Metabolic memory is the phenomenon by which diabetic complications persist and progress unimpeded even after euglycemia is achieved pharmaceutically. Here we describe a diabetes mellitus zebrafish model which is unique in that it allows for the examination of the mitotically transmissible epigenetic components of metabolic memory in vivo.
Diabetes mellitus currently affects 346 million individuals and this is projected to increase to 400 million by 2030. Evidence from both the laboratory and large scale clinical trials has revealed that diabetic complications progress unimpeded via the phenomenon of metabolic memory even when glycemic control is pharmaceutically achieved. Gene expression can be stably altered through epigenetic changes which not only allow cells and organisms to quickly respond to changing environmental stimuli but also confer the ability of the cell to “memorize” these encounters once the stimulus is removed. As such, the roles that these mechanisms play in the metabolic memory phenomenon are currently being examined.

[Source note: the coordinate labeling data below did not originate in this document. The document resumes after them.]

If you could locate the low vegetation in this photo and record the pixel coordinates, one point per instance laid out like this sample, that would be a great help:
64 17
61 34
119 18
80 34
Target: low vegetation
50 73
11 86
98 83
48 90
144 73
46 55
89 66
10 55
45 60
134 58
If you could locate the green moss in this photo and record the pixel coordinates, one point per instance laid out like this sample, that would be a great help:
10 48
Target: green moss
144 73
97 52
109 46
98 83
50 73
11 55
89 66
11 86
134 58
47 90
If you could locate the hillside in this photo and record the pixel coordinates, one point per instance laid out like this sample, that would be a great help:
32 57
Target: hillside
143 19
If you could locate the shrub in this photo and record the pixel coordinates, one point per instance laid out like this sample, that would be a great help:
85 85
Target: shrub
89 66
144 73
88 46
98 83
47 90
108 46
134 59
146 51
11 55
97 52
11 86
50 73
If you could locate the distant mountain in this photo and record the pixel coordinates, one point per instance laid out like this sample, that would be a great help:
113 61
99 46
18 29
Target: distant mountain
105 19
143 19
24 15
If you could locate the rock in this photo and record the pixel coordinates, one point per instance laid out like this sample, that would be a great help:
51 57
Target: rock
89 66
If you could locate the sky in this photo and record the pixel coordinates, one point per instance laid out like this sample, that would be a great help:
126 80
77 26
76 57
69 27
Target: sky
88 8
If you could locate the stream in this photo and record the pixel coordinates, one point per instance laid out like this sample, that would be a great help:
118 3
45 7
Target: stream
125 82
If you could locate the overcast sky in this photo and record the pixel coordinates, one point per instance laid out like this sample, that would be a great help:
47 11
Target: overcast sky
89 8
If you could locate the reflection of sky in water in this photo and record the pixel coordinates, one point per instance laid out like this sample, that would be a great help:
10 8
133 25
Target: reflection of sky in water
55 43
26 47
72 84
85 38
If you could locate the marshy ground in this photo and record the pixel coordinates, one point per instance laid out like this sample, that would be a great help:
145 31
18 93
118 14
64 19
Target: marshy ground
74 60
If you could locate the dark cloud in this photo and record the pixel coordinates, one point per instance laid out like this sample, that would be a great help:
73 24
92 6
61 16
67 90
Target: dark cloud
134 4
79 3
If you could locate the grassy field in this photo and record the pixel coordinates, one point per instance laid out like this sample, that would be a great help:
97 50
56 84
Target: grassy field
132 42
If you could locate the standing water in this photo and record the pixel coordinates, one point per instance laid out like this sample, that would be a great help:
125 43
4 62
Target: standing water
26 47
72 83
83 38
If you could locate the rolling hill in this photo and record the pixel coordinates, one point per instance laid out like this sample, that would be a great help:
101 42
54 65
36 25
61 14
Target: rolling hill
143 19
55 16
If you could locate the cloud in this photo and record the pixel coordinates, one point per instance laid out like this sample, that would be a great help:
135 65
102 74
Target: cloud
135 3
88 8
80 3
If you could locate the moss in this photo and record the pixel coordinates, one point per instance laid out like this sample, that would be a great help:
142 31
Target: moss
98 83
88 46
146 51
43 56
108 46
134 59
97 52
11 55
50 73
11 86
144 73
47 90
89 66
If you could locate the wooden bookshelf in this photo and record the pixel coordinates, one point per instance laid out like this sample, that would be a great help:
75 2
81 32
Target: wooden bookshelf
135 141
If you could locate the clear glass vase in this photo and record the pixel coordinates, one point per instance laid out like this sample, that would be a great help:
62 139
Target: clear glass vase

We have recently reported the development of a zebrafish model of type I diabetes mellitus and characterized this model to show that diabetic zebrafish not only display the known secondary complications including the changes associated with diabetic retinopathy, diabetic nephropathy and impaired wound healing but also exhibit impaired caudal fin regeneration. This model is unique in that the zebrafish is capable to regenerate its damaged pancreas and restore a euglycemic state similar to what would be expected in post-transplant human patients. Moreover, multiple rounds of caudal fin amputation allow for the separation and study of pure epigenetic effects in an in vivo system without potential complicating factors from the previous diabetic state. Although euglycemia is achieved following pancreatic regeneration, the diabetic secondary complication of fin regeneration and skin wound healing persists indefinitely. In the case of impaired fin regeneration, this pathology is retained even after multiple rounds of fin regeneration in the daughter fin tissues. These observations point to an underlying epigenetic process existing in the metabolic memory state. Here we present the methods needed to successfully generate the diabetic and metabolic memory groups of fish and discuss the advantages of this model.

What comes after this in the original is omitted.